If you were not raised in the truth.....

by jambon1 3 Replies latest watchtower beliefs

  • jambon1
    jambon1

    If you were not raised in the truth but came in as an adult, how long did it take for you to realise that what you were taught in the bible study was`nt being practised in the congs.

    For me, I realised things were`nt quite right before I was baptised, probobly within 2 years of association with the org.

    When I became more heavily involved after baptism I realised that some elders/pioneers had drink problems and were involved regularly in 'secret' serious sexual misconduct.

    I became thoroughly disillusioned within 5 years of association when I reported a serious sin which went relatively unchecked because the offender was well liked and was influential in the cong.

  • luna2
    luna2

    I saw some things that weren't right before I was baptised too. Unfortunately, I was just comning out of a bad marriage which left me with zero self esteem so what I questioned wasn't what I was seeing in the congo, but myself. I thought that I wasn't spiritual enough or that I was too judgmental or that I needed to learn to be more loving and forgiving. I thought it was a test to see if I was truly committed. It really is sad when you can't trust your own eyes and ears.

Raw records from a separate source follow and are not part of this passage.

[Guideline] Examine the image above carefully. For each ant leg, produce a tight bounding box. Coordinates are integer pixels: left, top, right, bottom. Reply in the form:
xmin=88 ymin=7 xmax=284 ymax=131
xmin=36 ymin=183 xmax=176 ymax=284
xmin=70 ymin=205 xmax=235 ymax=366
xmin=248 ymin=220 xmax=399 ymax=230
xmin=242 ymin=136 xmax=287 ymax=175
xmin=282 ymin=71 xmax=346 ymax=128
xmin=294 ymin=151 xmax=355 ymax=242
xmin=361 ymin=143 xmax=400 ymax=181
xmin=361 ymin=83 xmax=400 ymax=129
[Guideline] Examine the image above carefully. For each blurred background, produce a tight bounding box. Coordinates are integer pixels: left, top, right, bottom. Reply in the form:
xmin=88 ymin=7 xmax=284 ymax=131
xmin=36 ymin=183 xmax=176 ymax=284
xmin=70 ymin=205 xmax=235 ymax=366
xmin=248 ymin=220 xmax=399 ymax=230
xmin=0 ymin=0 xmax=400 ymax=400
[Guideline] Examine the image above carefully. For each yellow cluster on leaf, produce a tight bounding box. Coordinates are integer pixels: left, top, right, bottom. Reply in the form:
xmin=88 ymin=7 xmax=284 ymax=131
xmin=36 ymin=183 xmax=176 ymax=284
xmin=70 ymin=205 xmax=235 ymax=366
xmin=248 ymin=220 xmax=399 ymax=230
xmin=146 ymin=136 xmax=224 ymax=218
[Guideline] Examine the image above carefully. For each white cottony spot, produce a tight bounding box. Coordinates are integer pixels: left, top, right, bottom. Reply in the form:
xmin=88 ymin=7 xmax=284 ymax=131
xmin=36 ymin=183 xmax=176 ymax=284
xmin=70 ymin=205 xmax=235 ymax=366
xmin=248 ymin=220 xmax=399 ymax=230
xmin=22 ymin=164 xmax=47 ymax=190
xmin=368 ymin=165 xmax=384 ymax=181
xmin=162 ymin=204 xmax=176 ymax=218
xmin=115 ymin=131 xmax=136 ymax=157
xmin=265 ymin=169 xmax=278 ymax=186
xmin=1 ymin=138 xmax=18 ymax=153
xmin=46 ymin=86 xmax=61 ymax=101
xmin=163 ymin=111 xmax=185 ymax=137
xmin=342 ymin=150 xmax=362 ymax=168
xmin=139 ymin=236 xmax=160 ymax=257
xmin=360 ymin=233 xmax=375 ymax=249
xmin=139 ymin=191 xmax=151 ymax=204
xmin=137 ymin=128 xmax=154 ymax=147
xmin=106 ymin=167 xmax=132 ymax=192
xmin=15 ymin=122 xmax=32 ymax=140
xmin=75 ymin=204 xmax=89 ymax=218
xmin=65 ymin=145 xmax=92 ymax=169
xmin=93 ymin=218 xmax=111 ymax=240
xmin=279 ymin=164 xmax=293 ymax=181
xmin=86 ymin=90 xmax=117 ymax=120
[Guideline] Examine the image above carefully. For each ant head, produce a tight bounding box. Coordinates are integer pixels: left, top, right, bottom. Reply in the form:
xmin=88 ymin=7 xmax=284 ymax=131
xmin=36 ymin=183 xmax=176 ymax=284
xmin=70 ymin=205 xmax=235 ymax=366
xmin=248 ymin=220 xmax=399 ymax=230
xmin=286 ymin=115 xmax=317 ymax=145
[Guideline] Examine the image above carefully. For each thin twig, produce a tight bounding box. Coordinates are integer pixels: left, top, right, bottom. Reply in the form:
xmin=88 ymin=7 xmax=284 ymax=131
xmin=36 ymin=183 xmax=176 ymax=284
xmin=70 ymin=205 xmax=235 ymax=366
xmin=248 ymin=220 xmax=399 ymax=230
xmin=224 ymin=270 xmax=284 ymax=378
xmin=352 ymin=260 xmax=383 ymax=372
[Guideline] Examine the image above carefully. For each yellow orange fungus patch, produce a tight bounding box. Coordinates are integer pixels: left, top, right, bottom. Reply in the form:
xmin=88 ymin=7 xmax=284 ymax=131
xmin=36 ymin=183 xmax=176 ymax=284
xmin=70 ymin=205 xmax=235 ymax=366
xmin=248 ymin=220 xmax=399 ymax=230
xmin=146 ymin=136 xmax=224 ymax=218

    This went on for years. I had a harder and harder time making meetings, but I still hung in there. When I moved, it was the beginning of the end for me. My boys were teenagers and getting into teenage trouble, they wanted to play sports, they wanted to date girls...and there I was having to fight all the time to live the way the JWs said we were supposed to, even though a lot of it didn't make sense to me any more. I finally gave up trying to fit my sons into the Watchtower mold because it wasn't healthy for any of us any more. It became obvious that the WTS wasn't truly interested in my well being or that of my children at all...only that we conformed. I was getting sick (stomach trouble where I couldn't eat or I'd be in pain for days) and I couldn't take it any more. I still believed their crap, but I figured I was too weak to live the life so I just faded away.

    Now I'm just pissed that I was such a doofus for so long.

  • Chimene
    Chimene

    Luna you sound like me, downing ourselves, we're not doofuses, we were just brain washed. After about the 3rd or 4th year is when I started to notice that nothing I was taught was actually the way it was being done. I was in for about 7 and a half, to 8 years. Never baptized thankfully do to smoking. I guess that's the only good thing I can say about smoking, LOL

    Although, unlike the jerks there that snuck smoking, I was open and honest about it, but you know how they are, liars, liars, liars

  • elliej
    elliej

    I was baptized before I had kids, and I was able to get out in service a lot and I felt like I almost fit in. But as soon as I had my first child things went downhill. All kinds of advice from sisters about how to handle the baby so I could listen at the meetings. Criticism for spending too much time in the "nursing" room-- pioneer sisters telling me to give the baby a good whack on the butt and they would learn to stay quiet in the hall. Sisters all wanting to take the baby to show me how to handle her. No thanks. Then the elders, "sister, will you please keep that baby quiet?" even when she was making minimal noise. Of course, all the back seats in the hall were hogged up by the people with no kids who liked to come in late and then leave during the WT study so we always had to sit up farther and it was a commotion to take the crying baby out. Yeah, it was about 2 years before it became very clear to me that things were not what I thought.

    Then as the kids grew, the elders quizzing them on their bible knowledge and then comparing them to other kids who were already unbaptized publishers or knew all the bible books in order, etc. All competition. Do more, do more.

    What sealed it for me was Sister Pioneer who answered during a Watchtower study that its easy to look at someone who you don't think goes out in service enough and think "What a loser!", but we should actually be trying to help them. The elder conducting the study had to explain quickly that she wasn't calling anyone a loser, please don't take it that way, but that is exactly what she was doing. By then it was clear to me that this was not about a brotherhood of love, but about slaving for the organization. That is when I started my fade.